See response from: W.J. McIsaac
The report by Warren McIsaac and colleagues that there is no difference in the sensitivity and specificity of a clinical sore throat score for patients seen in community-based family practices and those seen in an academic family medicine unit [Research]1 is helpful for promoting the use of the sore throat score in the community at large. Nevertheless, one has to question the feasibility of implementing this tool on a broad scale, not because there are superior alternative approaches, but rather because of the limitations of the tool that front-line prescribers might perceive.

The medical literature suggests that antibiotics are used excessively to treat upper respiratory tract infections because physicians want to minimize the risk of failing to treat patients who would benefit from antibiotic therapy. Thus, the critical issue for the sore throat score is whether a sensitivity of 85% (or a false negative rate of 15%) will make practitioners sufficiently confident in the tool that they will abide by its recommendations.

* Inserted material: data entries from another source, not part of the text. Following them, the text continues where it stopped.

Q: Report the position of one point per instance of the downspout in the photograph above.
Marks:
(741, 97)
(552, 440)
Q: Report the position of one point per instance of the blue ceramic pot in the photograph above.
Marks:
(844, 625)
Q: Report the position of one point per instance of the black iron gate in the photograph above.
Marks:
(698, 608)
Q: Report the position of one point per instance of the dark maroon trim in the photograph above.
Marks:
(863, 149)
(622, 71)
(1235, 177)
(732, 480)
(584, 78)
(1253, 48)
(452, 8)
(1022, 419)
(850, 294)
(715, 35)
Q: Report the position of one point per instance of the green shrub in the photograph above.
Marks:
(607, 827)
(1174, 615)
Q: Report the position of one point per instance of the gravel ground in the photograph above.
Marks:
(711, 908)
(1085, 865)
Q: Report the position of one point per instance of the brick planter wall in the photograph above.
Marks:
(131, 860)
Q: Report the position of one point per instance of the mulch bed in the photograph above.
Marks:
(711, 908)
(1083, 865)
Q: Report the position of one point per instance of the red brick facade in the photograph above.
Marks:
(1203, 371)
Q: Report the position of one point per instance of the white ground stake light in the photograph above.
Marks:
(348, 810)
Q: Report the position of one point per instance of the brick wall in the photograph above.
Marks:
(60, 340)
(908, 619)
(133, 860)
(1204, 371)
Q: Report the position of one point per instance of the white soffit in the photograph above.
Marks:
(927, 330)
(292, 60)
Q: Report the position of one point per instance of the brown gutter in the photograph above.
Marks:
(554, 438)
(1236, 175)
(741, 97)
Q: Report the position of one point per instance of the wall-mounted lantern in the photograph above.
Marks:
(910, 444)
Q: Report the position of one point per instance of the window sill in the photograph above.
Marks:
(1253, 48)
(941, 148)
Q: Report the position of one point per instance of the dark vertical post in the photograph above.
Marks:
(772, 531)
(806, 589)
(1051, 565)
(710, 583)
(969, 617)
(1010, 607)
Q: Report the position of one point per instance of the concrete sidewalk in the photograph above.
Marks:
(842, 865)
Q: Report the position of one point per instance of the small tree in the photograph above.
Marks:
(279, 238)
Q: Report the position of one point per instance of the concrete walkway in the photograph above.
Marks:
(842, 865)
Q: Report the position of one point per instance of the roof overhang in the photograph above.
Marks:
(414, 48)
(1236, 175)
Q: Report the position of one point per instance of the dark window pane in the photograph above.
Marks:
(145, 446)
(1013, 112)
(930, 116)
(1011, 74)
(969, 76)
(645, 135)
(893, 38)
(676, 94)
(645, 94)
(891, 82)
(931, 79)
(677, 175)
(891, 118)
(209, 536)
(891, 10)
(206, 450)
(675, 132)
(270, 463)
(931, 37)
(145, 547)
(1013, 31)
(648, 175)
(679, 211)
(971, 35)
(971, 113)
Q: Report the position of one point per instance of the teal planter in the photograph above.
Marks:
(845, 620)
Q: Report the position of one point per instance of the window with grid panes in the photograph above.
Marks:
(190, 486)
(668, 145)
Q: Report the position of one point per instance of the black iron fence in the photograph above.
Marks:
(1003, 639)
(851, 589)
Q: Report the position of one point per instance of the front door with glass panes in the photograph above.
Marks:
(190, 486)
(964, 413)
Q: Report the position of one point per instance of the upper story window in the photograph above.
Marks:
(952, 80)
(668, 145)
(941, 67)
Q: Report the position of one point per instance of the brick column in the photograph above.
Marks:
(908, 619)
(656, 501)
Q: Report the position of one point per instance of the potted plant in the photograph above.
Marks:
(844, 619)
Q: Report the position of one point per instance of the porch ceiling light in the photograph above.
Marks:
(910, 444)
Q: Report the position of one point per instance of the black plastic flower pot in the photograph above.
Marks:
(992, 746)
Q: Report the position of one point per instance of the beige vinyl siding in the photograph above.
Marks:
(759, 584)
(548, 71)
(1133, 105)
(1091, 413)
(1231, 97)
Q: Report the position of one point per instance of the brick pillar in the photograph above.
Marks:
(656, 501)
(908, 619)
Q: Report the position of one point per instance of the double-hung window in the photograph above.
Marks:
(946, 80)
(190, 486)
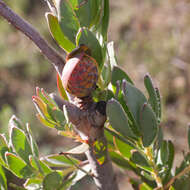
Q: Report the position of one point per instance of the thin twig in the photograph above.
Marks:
(183, 172)
(26, 28)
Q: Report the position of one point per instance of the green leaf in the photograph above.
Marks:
(86, 37)
(164, 152)
(58, 117)
(111, 54)
(20, 144)
(39, 165)
(86, 12)
(81, 149)
(140, 161)
(3, 148)
(109, 138)
(134, 99)
(81, 174)
(118, 118)
(68, 182)
(45, 98)
(67, 19)
(152, 94)
(105, 20)
(33, 183)
(15, 122)
(106, 75)
(52, 181)
(59, 160)
(124, 148)
(33, 144)
(61, 89)
(57, 33)
(44, 121)
(148, 125)
(18, 166)
(144, 186)
(3, 180)
(119, 160)
(118, 75)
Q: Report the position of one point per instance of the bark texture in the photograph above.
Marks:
(88, 119)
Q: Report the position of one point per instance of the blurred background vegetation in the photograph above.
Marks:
(150, 36)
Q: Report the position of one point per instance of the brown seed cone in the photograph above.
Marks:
(80, 75)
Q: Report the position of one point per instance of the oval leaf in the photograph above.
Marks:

It would be helpful if McIsaac and colleagues provided data on the percentage of patients who required an antibiotic prescription but did not get one on the basis of physician judgement. If physician judgement had a false negative rate of less than 15% this would imply that the physician threshold for committing an error of undertreatment is too high for physicians to follow the recommendations of the sore throat score.

Mitchell Levine
Centre for Evaluation of Medicines
Department of Clinical Epidemiology & Biostatistics
McMaster University
Hamilton, Ont.


Reference
  1. McIsaac WJ, Goel V, To T, Low DE. The validity of a sore throat score in family practice. CMAJ 2000;163(7):811-5.